Only a nut would sue for $35. Banks count on that when they boost overdraft fees through a technique known as “debit resequencing.” The 2010 changes in banking law that were part of Dodd-Frank have failed to kill the practice. It persists even after a $35 million class-action settlement over Union bank excessive overdraft fees in 2011. One of the banks’ newer schemes to keep this revenue source producing has been to force consumers out of class-action lawsuits and into costly individual arbitration. Only a nut would arbitrate over $35.

Debit resequencing allows banks to post checks and ATM withdrawals not in chronological order, but in a way that maximizes overdraft charges. Overdraft charges make big money for banks. According to research published by the Consumer Financial Protection Board (CFPB), JP Morgan made $1.9 billion from overdraft charges in 2016, Wells Fargo made $1.8 billion, and Bank of America made $1.7 billion. Consumers paid $17 billion in overdraft and NSF fees in 2015.

That kind of profit potential may make the risk of a lawsuit seem cynically reasonable, even if debit card manipulation cuts close to the law. It would not be such a hard business question, though, if plaintiffs could not afford to get to court by means of a class-action lawsuit but had to arbitrate as individuals. For the bank, the strategy adds up because only a nut would arbitrate over the relatively small, though personally painful, expense that overdraft fees represent.

That, in any event, appears to have been Wells Fargo’s plan in Gutierrez v.
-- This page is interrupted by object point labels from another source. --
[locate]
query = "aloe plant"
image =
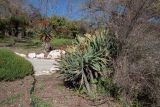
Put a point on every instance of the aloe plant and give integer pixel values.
(88, 63)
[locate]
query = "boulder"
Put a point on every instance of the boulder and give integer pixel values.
(40, 56)
(22, 55)
(32, 55)
(54, 54)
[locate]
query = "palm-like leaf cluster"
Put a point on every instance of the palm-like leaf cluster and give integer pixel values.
(88, 62)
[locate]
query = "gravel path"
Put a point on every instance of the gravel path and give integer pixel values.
(43, 66)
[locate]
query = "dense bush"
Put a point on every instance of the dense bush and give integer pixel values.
(87, 64)
(12, 66)
(61, 27)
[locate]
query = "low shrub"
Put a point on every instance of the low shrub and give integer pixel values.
(87, 64)
(13, 67)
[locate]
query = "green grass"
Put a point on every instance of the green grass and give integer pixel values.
(38, 102)
(11, 99)
(57, 42)
(12, 66)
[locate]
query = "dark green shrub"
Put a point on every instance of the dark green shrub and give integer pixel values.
(86, 64)
(12, 66)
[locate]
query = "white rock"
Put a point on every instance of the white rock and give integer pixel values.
(32, 55)
(53, 69)
(40, 55)
(22, 55)
(54, 54)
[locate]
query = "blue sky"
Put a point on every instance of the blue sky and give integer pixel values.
(61, 8)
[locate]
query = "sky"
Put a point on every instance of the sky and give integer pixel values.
(70, 10)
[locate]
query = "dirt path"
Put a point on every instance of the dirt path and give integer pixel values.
(43, 66)
(51, 90)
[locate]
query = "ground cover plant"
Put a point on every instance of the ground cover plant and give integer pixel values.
(12, 66)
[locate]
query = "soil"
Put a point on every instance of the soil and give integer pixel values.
(51, 89)
(47, 88)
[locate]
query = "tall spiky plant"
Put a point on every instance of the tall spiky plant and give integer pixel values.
(88, 62)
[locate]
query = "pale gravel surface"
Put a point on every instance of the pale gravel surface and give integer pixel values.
(43, 66)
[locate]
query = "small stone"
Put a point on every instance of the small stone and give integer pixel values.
(54, 54)
(22, 55)
(40, 56)
(32, 55)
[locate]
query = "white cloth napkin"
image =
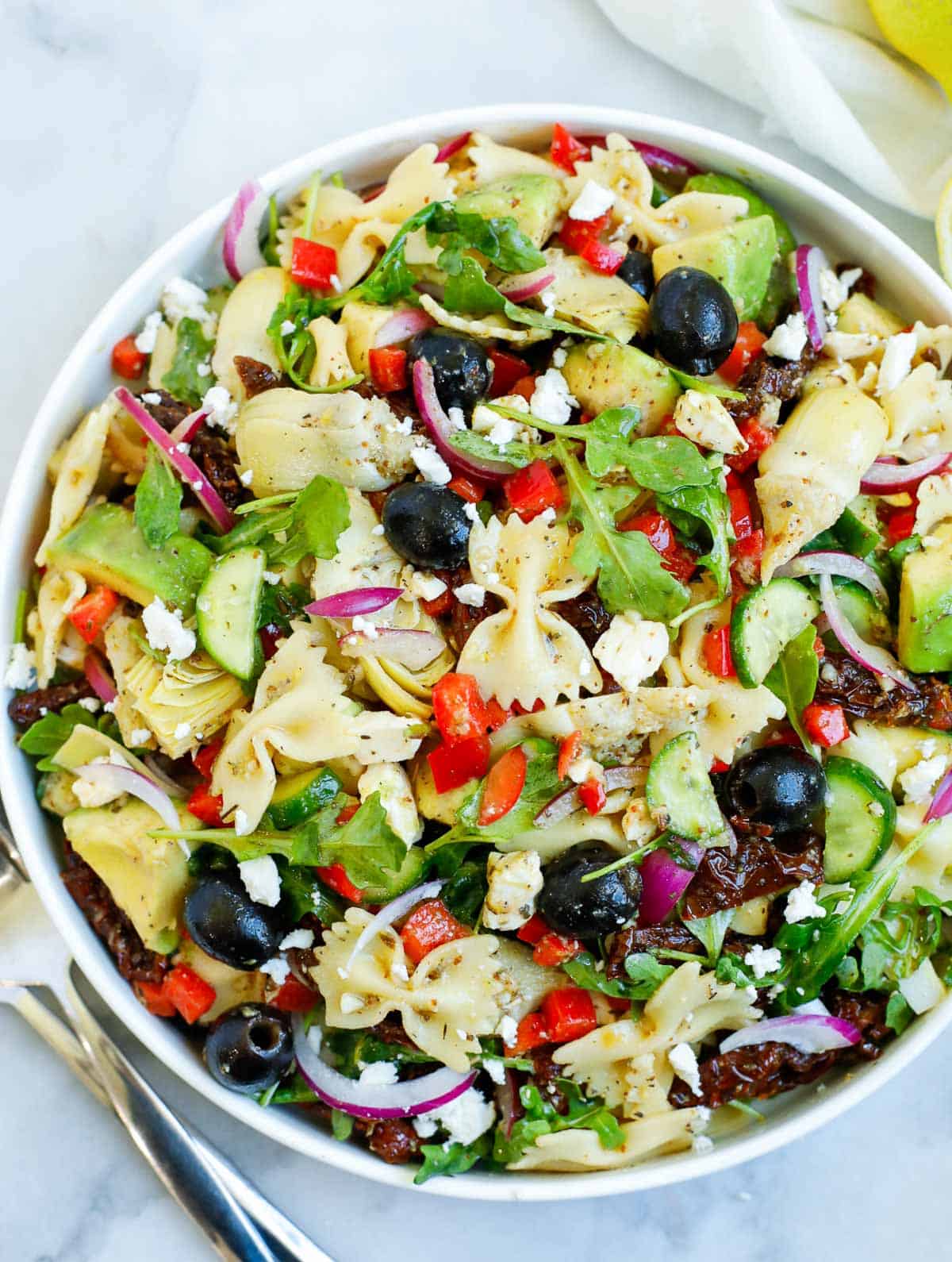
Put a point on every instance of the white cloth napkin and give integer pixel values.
(819, 70)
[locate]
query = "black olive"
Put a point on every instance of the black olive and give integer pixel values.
(777, 785)
(227, 924)
(428, 525)
(637, 271)
(248, 1048)
(693, 321)
(586, 909)
(462, 370)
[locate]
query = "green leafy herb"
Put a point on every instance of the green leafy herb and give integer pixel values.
(158, 500)
(193, 350)
(793, 678)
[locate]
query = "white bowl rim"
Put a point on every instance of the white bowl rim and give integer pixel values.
(135, 297)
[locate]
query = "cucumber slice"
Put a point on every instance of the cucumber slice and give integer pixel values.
(763, 622)
(227, 611)
(680, 793)
(860, 818)
(298, 798)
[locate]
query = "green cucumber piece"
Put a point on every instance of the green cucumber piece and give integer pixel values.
(299, 797)
(227, 611)
(680, 793)
(763, 622)
(860, 818)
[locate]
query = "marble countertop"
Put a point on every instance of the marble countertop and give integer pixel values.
(121, 121)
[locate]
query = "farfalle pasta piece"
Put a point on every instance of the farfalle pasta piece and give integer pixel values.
(445, 1003)
(301, 710)
(528, 652)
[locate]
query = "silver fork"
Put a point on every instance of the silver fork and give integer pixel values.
(237, 1219)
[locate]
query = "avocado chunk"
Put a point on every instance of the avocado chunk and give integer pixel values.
(740, 255)
(926, 606)
(148, 877)
(603, 375)
(107, 547)
(534, 201)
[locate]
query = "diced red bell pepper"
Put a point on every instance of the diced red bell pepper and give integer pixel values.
(387, 369)
(716, 652)
(458, 710)
(746, 348)
(532, 490)
(334, 877)
(569, 1014)
(313, 265)
(190, 994)
(128, 360)
(825, 723)
(552, 949)
(568, 149)
(569, 751)
(507, 370)
(91, 614)
(428, 926)
(503, 785)
(295, 996)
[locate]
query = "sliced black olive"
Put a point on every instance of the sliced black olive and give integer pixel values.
(462, 370)
(225, 921)
(693, 321)
(588, 909)
(428, 525)
(250, 1048)
(777, 785)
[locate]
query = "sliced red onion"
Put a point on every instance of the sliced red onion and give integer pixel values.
(391, 913)
(874, 658)
(517, 289)
(806, 1031)
(844, 566)
(183, 464)
(438, 425)
(110, 775)
(810, 261)
(402, 326)
(663, 881)
(887, 477)
(453, 147)
(411, 649)
(374, 1099)
(240, 250)
(348, 605)
(98, 678)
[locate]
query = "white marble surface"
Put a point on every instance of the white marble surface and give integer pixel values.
(119, 123)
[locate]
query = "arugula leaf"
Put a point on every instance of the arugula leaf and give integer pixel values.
(193, 350)
(793, 678)
(629, 572)
(158, 500)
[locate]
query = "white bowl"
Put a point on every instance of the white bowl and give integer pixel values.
(817, 214)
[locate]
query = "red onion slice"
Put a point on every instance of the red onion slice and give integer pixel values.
(879, 660)
(439, 428)
(844, 566)
(374, 1099)
(411, 649)
(183, 464)
(663, 881)
(348, 605)
(110, 775)
(810, 261)
(240, 249)
(391, 913)
(887, 477)
(806, 1031)
(517, 289)
(98, 678)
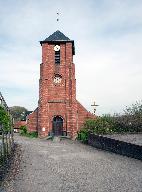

Wells Fargo. Five depositors sued the bank in 2008, claiming they were charged excessive overdraft fees through debit resequencing. The District Court found that the bank’s Consumer Account Agreement, which checking account customers were required to sign, was both difficult for consumers to understand and misleading. The CFPB has previously taken action against TCF Bank and Santander Bank for similarly tricking customers into signing up for overdraft fees.

The argument that depositors should arbitrate in lieu of suing as class-action plaintiffs appears to be something of an afterthought, and was not well-received by the Eleventh Circuit Court of Appeals principally because of the procedural history of the case.

If the bank wins, all bets are off for the checking account customers. If the bank loses, it might face a payout of more than $1 billion. This is a number that might change the risk/reward calculus for banks and make a big difference for checking account holders.